Vodafone New Zealand says buyers should beware of buying Huawei phones as uncertainty continues following new US Government restrictions.
The US Government last week announced a ban which in effect stopped Google from offering its products to Huawei.
This means the Android operating system - owned by Google and run on most Huawei phones - can no longer be deployed on future Huawei phones.
The ban came after US President Donald Trump failed to convince European allies to block the use of Huawei technology, in what is being called an escalating trade war with China.
Google confirmed yesterday that it is restricting Huawei's access to Android software, except versions which are publicly available.
A spokesperson for Vodafone New Zealand this morning said "there's still a lot of uncertainty about what is going on".

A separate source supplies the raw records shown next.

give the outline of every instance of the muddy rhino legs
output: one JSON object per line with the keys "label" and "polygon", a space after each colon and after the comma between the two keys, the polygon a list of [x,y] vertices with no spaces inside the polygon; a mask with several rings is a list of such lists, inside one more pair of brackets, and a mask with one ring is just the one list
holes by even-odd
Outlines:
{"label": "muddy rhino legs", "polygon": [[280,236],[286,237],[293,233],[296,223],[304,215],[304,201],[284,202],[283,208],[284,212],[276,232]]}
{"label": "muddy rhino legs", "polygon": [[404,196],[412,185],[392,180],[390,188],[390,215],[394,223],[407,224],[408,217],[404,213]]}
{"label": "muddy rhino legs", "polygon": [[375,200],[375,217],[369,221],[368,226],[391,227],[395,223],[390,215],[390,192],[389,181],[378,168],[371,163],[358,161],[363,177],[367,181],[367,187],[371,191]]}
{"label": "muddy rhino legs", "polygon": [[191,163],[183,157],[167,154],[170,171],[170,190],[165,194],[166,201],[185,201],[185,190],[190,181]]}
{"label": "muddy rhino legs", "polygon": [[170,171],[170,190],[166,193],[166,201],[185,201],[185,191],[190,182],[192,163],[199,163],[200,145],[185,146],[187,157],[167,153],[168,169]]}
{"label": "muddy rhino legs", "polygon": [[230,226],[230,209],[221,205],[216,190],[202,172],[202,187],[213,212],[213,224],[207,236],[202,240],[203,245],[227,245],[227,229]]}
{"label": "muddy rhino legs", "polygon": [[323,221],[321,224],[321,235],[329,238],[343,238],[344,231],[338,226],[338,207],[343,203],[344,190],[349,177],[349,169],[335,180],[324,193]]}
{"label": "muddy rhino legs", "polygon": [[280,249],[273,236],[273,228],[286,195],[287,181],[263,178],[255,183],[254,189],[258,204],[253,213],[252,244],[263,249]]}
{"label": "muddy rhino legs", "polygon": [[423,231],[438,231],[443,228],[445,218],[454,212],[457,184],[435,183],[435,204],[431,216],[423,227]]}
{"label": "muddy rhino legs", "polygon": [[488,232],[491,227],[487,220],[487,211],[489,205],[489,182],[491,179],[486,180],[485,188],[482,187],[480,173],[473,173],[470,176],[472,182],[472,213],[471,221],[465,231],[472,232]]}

"At the moment, our understanding is existing handsets will still continue to have support and access to apps such as Google Maps.
"While we await further clarity on whether new handsets will be able to access Google apps and receive updates, we recommend customers factor this uncertainty into their purchase decision."
It's understood that Huawei has developed its own operating system, which it may deploy on future handsets if it is unable to use Android software.
Meanwhile, Huawei is telling its current and future New Zealand customers there is no need to panic.
"It doesn't affect what’s currently on the market here in New Zealand," Huawei NZ Deputy Managing Director Andrew Bowater told 1 NEWS.
"Obviously into the future once we ascertain the longer-term impacts of this then we’ll understand the next evolution of [Huawei] phones.
"Anything that's currently in the market or if you currently have a Huawei phone, it certainly won't be impacted by this," he said.
Mr Bowater told 1 NEWS the latest hurdles for Huawei have dented the brand.
"Our brand through this whole issue has taken damage throughout this, it's a shame that New Zealand consumers have now been caught up in the middle of this bigger game," he said.
"There really is no need for customers to panic or do anything different right now," Mr Bowater said.